Clean energy improving camps for displaced people

Camps for refugees and internally displaced people are known for being dangerous, particularly for women. Thanks to a solar-energy initiative from the UN’s migration agency, this is beginning to change.

Energy is hard to come by in camps for internally displaced people (IDP), making access to energy a safety issue for women and girls, who often have to walk in the dark to use latrines and other water, sanitation and hygiene facilities.

This is why the International Organization for Migration launched a solar-energy initiative in early April, distributing 1,405 solar-powered lamps to people living in a camp for internationally displaced people (IDP) in northeastern Nigeria. The lamp is charged by affixing it to the roofs of the makeshift shelters that residents live in.

One of the people to receive a lamp is Huawa, who fled her home village of Adamari with her husband and four children in March, according to a UN news release. She told UN staff that she now feels safe when using the latrines at night. “The lamp helps me see the path when it’s dark, but I still need to be careful not to step on a lizard!” she jokes.

As Nigeria-based IOM programme manager Djamila Fatime Harine explains, the solar lamps offer more than just improved safety: “With solar lights, children can continue to learn without the health and safety risks of smoky firewood or kerosene lamps, which also pose health hazards such as burns and respiratory problems.”

According to the UN, its agencies and other humanitarian organizations are teaming up elsewhere to power refugee camps with renewable energy.
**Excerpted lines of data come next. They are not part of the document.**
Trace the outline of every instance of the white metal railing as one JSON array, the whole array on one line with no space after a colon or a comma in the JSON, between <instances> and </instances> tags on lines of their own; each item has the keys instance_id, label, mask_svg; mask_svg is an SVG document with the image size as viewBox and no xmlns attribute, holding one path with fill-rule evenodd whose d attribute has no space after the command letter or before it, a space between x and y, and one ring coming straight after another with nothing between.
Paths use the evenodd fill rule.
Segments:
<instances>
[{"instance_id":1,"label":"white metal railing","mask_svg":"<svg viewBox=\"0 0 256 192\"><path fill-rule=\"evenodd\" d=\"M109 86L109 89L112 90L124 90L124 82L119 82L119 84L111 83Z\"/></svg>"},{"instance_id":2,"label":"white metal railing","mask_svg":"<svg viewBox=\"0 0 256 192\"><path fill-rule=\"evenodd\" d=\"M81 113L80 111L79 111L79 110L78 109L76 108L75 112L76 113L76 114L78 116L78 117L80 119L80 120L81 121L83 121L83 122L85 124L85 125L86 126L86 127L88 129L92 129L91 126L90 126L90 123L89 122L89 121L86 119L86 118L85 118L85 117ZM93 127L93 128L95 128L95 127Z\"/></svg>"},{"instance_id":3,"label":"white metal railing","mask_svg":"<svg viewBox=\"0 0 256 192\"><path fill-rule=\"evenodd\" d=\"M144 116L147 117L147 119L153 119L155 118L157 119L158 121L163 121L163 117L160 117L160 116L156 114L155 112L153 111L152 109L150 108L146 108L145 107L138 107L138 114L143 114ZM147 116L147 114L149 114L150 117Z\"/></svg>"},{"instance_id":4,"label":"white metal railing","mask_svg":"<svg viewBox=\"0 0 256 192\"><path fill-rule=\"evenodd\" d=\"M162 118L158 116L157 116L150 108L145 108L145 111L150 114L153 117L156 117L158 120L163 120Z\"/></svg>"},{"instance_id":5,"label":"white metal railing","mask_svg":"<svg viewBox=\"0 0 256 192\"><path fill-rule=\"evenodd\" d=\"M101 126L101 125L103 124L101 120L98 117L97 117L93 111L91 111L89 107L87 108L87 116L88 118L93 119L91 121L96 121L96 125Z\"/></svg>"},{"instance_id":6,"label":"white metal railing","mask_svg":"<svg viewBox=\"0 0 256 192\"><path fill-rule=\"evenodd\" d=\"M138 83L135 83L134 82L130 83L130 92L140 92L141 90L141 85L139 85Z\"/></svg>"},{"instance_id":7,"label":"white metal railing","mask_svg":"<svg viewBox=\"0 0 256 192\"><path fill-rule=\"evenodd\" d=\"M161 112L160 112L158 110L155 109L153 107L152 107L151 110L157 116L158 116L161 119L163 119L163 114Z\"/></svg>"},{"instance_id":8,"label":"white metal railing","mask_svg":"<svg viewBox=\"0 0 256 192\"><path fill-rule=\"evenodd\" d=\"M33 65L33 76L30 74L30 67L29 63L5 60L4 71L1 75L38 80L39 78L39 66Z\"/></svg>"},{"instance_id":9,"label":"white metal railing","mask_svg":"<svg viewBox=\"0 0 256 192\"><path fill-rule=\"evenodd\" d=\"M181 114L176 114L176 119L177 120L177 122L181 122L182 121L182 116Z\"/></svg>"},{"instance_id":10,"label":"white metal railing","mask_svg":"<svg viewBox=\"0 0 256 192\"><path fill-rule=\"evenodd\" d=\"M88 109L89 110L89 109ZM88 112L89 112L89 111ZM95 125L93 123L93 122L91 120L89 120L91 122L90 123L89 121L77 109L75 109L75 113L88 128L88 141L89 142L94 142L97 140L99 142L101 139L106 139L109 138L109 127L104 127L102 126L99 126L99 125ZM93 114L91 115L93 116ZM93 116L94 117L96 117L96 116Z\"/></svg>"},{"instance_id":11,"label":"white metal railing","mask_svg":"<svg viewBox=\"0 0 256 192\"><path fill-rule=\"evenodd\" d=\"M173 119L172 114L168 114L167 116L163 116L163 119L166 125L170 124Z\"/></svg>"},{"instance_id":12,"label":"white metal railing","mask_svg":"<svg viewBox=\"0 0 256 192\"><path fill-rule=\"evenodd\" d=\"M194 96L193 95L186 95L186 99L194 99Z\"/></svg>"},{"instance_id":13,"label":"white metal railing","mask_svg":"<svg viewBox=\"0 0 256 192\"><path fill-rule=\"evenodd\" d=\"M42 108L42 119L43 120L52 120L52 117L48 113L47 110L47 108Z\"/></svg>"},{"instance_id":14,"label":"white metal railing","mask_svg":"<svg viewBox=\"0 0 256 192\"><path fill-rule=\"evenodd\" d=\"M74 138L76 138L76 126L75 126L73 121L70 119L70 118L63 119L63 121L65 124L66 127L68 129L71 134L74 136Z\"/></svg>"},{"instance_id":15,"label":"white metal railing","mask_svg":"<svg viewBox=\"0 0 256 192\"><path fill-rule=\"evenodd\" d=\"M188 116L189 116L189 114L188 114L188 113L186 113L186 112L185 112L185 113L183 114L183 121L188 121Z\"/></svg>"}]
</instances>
For example, a solar plant has been providing clean, reliable electricity to over 100,000 Syrian refugees since 2017 at two UNHCR refugee camps in Jordan. Although the project cost $17.5 million to build, it now saves the UN refugee agency some $12.5 million per year in energy costs and reduces carbon emissions by around 20,000 tonnes per year.

And in South Sudan, a UN-protected base now uses a solar-powered pump to provide some 29,000 displaced people and 300 humanitarian workers without around 20 litres of water every day.

A group of UN-related bodies have made the switch to clean energy a priority to achieve Goal 7 of the UN’s 2030 Agenda for Sustainable Development: safe access to affordable, reliable, sustainable and modern energy services for all displaced people.